Küçük bir şadırvanda şakırdayan su.
Orhan zamanından kalma bir duvar...
Onunla bir yaşta ihtiyar çınar
Eliyor dört yana sakin bir günü
Bir rüyadan arta kalmanın hüznü
İçinden gülüyor bana derinden.
Yüzlerce çeşmenin serinliğinden
Ovanın yeşili göğün mavisi
Ve mimarilerin en ilahisi.
Ahmet Hamdi Tanpınar
Ahmet Hamdi'nin "Bursa'da Zaman" şiiri böyle başlar. Bursa'nın tarihi ve turistik yerlerinde gezdirir okuyucusunu. Benim bu hafta sonu Bursa'da geçirdiğim zaman turistik bir geziden daha çok bir keşif gezisine yönelikti. Öncelikli amaç sevgilinin çalıştığı ve yaşadığı yerleri teftiş etmekti. Bu yüzden Bursa'nın asıl görülmesi gereken yerleri bir sonraki geziye bırakıldı, bu demektir ki bir iki Bursa yazısı daha yazılacak.
Gezimiz cumartesi sabahı 7:00 Pendik-Yalova feribotu ile başladı. Bu yolu tercih etmek daha mantıklı çünkü doğrudan Yalova'nın içine iniliyor ve daha az araba kullanılıyor. Daha önce Yalova-Bursa arasında araba kullanmamıştım, rampalı yollarda biraz tırstım. Allahtan sabah erken saatti de yollarda fazla araba yoktu. Biraz daha uzun yol pratiği yapmalı. Bir kenara yazalım.
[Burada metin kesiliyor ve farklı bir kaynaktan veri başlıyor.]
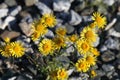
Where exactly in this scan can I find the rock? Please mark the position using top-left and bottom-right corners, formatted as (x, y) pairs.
(19, 22), (33, 36)
(93, 36), (100, 47)
(5, 0), (17, 7)
(0, 9), (8, 18)
(66, 46), (75, 54)
(35, 2), (52, 15)
(102, 64), (115, 72)
(108, 28), (120, 38)
(65, 24), (75, 34)
(101, 51), (115, 62)
(0, 3), (8, 9)
(25, 0), (38, 6)
(53, 0), (71, 12)
(45, 30), (55, 38)
(0, 16), (15, 30)
(105, 37), (120, 50)
(10, 6), (22, 16)
(100, 45), (107, 52)
(103, 0), (115, 6)
(69, 10), (82, 25)
(0, 30), (20, 40)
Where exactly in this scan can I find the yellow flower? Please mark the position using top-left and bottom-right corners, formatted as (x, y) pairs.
(31, 23), (48, 41)
(80, 26), (97, 43)
(41, 14), (56, 27)
(90, 70), (97, 77)
(56, 27), (67, 36)
(84, 54), (96, 66)
(69, 34), (78, 42)
(0, 44), (12, 57)
(9, 42), (25, 58)
(90, 22), (96, 29)
(53, 36), (66, 49)
(75, 59), (89, 72)
(57, 68), (68, 80)
(91, 48), (100, 56)
(92, 12), (106, 28)
(31, 31), (40, 41)
(39, 39), (54, 56)
(76, 39), (91, 54)
(4, 37), (10, 43)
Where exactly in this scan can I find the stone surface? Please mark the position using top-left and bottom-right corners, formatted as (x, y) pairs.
(105, 37), (120, 50)
(101, 51), (115, 62)
(69, 10), (82, 25)
(35, 2), (52, 14)
(25, 0), (38, 6)
(102, 64), (114, 72)
(5, 0), (17, 7)
(0, 16), (15, 30)
(0, 3), (8, 9)
(19, 22), (33, 36)
(53, 0), (71, 12)
(0, 30), (20, 40)
(0, 9), (8, 18)
(9, 6), (22, 16)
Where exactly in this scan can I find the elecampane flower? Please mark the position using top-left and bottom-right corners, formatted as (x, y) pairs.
(9, 42), (25, 58)
(41, 14), (56, 27)
(56, 27), (67, 36)
(39, 39), (54, 56)
(80, 26), (97, 43)
(75, 59), (89, 72)
(76, 39), (91, 54)
(0, 44), (12, 57)
(57, 68), (68, 80)
(92, 12), (106, 28)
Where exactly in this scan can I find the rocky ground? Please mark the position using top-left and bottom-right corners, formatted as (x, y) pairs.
(0, 0), (120, 80)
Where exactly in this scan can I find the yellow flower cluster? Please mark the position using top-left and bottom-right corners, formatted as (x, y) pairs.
(75, 12), (106, 73)
(31, 14), (56, 41)
(50, 68), (68, 80)
(0, 38), (25, 58)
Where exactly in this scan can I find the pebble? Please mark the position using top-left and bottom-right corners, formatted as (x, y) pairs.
(69, 10), (82, 25)
(25, 0), (38, 7)
(53, 0), (71, 12)
(9, 6), (22, 16)
(101, 51), (115, 62)
(35, 2), (52, 15)
(0, 30), (20, 40)
(102, 64), (115, 72)
(5, 0), (17, 7)
(0, 9), (8, 18)
(19, 22), (33, 36)
(0, 16), (15, 30)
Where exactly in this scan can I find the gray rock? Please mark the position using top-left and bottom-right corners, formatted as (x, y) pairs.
(65, 24), (75, 34)
(0, 16), (15, 30)
(100, 45), (107, 52)
(45, 30), (55, 38)
(101, 51), (115, 62)
(66, 46), (75, 54)
(0, 9), (8, 18)
(0, 3), (8, 9)
(10, 6), (22, 16)
(19, 22), (33, 36)
(53, 0), (71, 12)
(69, 10), (82, 25)
(35, 2), (52, 14)
(5, 0), (17, 7)
(103, 0), (115, 6)
(105, 37), (120, 50)
(25, 0), (38, 6)
(102, 64), (115, 72)
(0, 30), (20, 40)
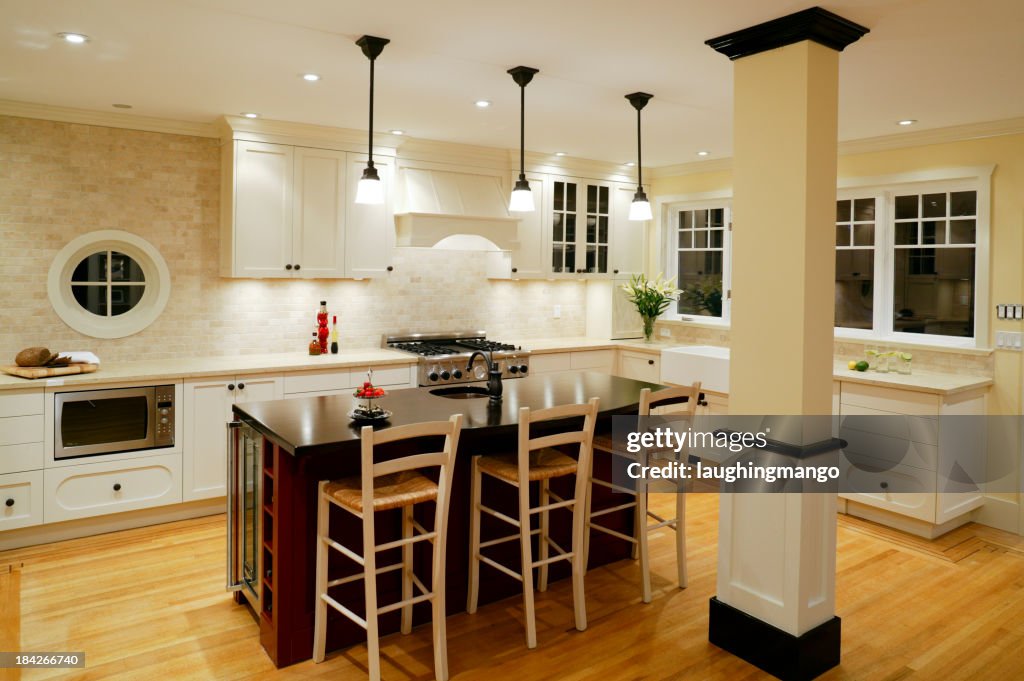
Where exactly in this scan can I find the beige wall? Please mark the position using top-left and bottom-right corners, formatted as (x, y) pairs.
(0, 117), (586, 364)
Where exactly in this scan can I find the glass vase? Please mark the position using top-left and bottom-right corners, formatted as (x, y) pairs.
(641, 314), (657, 343)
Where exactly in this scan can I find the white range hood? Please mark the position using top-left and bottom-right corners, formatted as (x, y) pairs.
(394, 167), (519, 251)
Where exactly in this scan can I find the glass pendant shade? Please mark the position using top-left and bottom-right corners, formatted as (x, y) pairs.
(509, 179), (536, 213)
(629, 191), (654, 221)
(355, 167), (384, 204)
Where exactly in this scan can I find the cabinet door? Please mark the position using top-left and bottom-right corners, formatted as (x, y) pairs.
(610, 182), (647, 276)
(181, 378), (238, 501)
(512, 175), (551, 279)
(292, 147), (348, 279)
(232, 141), (295, 278)
(345, 154), (394, 279)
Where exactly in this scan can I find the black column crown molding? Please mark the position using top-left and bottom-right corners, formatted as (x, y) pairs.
(705, 7), (868, 59)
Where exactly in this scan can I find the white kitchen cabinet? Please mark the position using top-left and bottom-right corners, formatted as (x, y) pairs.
(181, 375), (284, 501)
(220, 139), (394, 279)
(618, 350), (662, 383)
(0, 470), (43, 531)
(840, 382), (986, 538)
(43, 450), (181, 522)
(611, 182), (649, 278)
(510, 173), (551, 279)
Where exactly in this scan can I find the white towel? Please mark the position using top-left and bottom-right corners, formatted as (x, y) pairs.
(59, 350), (99, 365)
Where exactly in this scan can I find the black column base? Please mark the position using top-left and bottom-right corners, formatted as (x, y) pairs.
(708, 596), (842, 681)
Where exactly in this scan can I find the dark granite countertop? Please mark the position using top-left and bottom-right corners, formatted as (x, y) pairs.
(232, 372), (663, 457)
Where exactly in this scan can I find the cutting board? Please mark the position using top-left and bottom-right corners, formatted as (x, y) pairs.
(0, 365), (99, 379)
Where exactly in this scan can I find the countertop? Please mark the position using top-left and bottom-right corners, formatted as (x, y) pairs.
(0, 348), (416, 390)
(232, 372), (663, 457)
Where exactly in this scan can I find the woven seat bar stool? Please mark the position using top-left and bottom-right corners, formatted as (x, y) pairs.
(466, 397), (599, 648)
(586, 381), (700, 603)
(313, 414), (462, 681)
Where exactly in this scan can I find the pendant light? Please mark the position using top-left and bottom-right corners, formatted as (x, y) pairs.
(355, 36), (391, 204)
(509, 67), (539, 213)
(626, 92), (654, 221)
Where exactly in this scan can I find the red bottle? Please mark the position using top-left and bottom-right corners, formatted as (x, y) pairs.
(316, 300), (331, 354)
Uzun yıllar Bursa'nın kenarından köşesinden geçerek seyahat etmiş olmama rağmen daha önce hiç Bursa'nın içine girmemiş, nasıl bir şehir olduğuna dikkat etmemiştim. Bursa'nın bende bıraktığı ilk izlenim arada derede kalmış bir şehir olması oldu. Ne büyükşehir denilebilir ne de kasaba, biraz karman çorman gibi geldi bana ve ilk defa bir yerde yolumu, yönümü bilemedim. Mesela İstanbul'da insan yönünü denize göre belirleyebilir. Denize doğru gidersen gideceğin yolu bir şekilde bulabilirsin ya da Ankara'da Kızılay'a inersen yine gideceğin yolu bulursun. Ama Bursa'da nereye gideceğimi bilemedim. Her yol sanki şehirlerarası yol, hepsi kalabalık.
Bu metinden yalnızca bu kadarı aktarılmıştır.